RFR (S): 8029957: PPC64 (part 213): cppInterpreter: memory ordering for object initialization
David Holmes
david.holmes at oracle.com
Mon Jan 20 18:49:01 PST 2014
On 20/01/2014 11:41 PM, Lindenmaier, Goetz wrote:
> Hi David,
>
> I understand your arguments and basically agree with them.
> If the serialization page does not work on PPC, your solution
> 1) is best.
>
> But I'm not sure why there should be a link between TSO and whether
> the serialization page trick works. Second depends, as you say,
> on the OS implementation.
My limited understanding is that on RMO-based systems the requirements for:
"Synchronization based on page-protections - mprotect()"
as described in:
http://home.comcast.net/~pjbishop/Dave/Asymmetric-Dekker-Synchronization.txt
may not always hold. Dave Dice would need to provide more details if needed.
Cheers,
David
> I would assume that the write to the serialization page causes
> the OS to generate a new TLB entry or the like, involving the
> use of a ptwsync instruction which would be fine. But we are
> investigating this.
>
> We are also experimenting with a small regression test to find
> out whether the serialization page ever fails.
>
> Best regards,
> Goetz.
>
>
>
>
>
> -----Original Message-----
> From: David Holmes [mailto:david.holmes at oracle.com]
> Sent: Montag, 20. Januar 2014 03:45
> To: Lindenmaier, Goetz; Vladimir Kozlov
> Cc: 'ppc-aix-port-dev at openjdk.java.net'; 'hotspot-dev Source Developers'
> Subject: Re: RFR (S): 8029957: PPC64 (part 213): cppInterpreter: memory ordering for object initialization
>
> On 17/01/2014 11:30 PM, Lindenmaier, Goetz wrote:
>> Hi,
>>
>> I had a look at the first part of this issue: Whether StoreStore
>> is necessary in the interpreter. Let's for now assume the serialization
>> page mechanism works on PPC.
>>
>> In the state transition leaving the VM state, which is executed in the
>> destructor, ThreadStateTransition::transition() is called, which executes
>> if (UseMembar) {
>> OrderAccess::fence();
>> } else {
>> os::write_memory_serialize_page(thread);
>> }
>>
>> os:: write_memory_serialize_page() can not be considered a proper
>> MemBar, as it only serializes if another thread poisoned the page.

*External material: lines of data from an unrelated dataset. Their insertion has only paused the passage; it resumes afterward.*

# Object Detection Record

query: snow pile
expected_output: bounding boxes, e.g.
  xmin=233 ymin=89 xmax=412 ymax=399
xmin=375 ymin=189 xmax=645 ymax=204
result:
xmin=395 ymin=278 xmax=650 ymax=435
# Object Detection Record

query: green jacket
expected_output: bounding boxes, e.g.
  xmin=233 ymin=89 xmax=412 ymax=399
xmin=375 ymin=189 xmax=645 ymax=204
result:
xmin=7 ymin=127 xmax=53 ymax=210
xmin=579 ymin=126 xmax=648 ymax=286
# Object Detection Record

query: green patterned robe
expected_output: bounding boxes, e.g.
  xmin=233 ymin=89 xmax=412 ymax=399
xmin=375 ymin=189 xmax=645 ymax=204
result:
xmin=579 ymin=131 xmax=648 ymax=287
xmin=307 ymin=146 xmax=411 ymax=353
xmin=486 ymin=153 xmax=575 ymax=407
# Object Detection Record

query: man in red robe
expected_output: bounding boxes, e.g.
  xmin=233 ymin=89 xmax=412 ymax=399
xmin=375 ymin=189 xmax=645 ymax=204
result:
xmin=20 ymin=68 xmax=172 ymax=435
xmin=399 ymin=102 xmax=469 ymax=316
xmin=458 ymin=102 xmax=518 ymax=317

>> Thus it does not qualify to order the initialization and the publishing
>> of the object.
>>
>> You are right, if UseMembar is true, the StoreStore in the interpreter
>> is superfluous. We could guard the StoreStores in the interpreter by
>> !UseMembar.
>
> My understanding, from our existing non-TSO system ports, is that the
> present assumption is that either:
>
> a) you have a TSO system, in which case you are probably using the
> serialization page, but you don't need any barrier to enforce ordering
> anyway; or
>
> b) you don't have a TSO system, you are using UseMembar==true and so you
> get a full fence inserted that enforces the ordering anyway.
>
> So the ordering requirements are satisfied by piggy-backing on the
> UseMembar setting that comes from the thread state transition code,
> which forms part of the "runtime entry" code. That's not to say that you
> will necessarily find this applied consistently in all places where it
> might be applied - nor will you necessarily find that this is common
> knowledge amongst VM engineers.
>
> Technically the storeStore barriers could be conditional on !UseMembar
> but that is redundant in the current usage.
>
>> But then again, one is to order the publishing of the thread states,
>> the other to enforce some Java semantics. I don't know whether everybody
>> who changes in one place is aware of both issues. But if you want to,
>> I'll add a !UseMembar in the interpreter.
>
> Here are my preferred options in order:
>
> 1. Set UseMembar==true on PPC64 and drop these new storeStore barriers -
> rely on the piggy-backing effect.
>
> 2. Conditionalize the new storeStore barriers on !UseMembar. This
> unfortunately penalizes all platforms with a runtime check.
>
> 3. Add the storeStores unconditionally. This penalizes platforms that
> set UseMembar==true as we will now get two fences at runtime.
>
> I know we're talking about the interpreter here so performance is not
> exactly critical, but still ...
>
>> Maybe it would be a good idea
>> to document the double use in interfaceSupport.cpp, too. And maybe
>> add an assertion of some kind.
>
> interfaceSupport doesn't know that other code piggy-backs on the fact
> state-transitions have full fences when UseMembar is true. If it is
> documented anywhere it should be in the interpreter (and any other
> places that makes the same assumption) - something like:
>
> // On non-TSO systems there can be additional ordering constraints
> // between Java-level actions (such as allocation and constructor
> // invocation) that in principle need explicit memory barriers.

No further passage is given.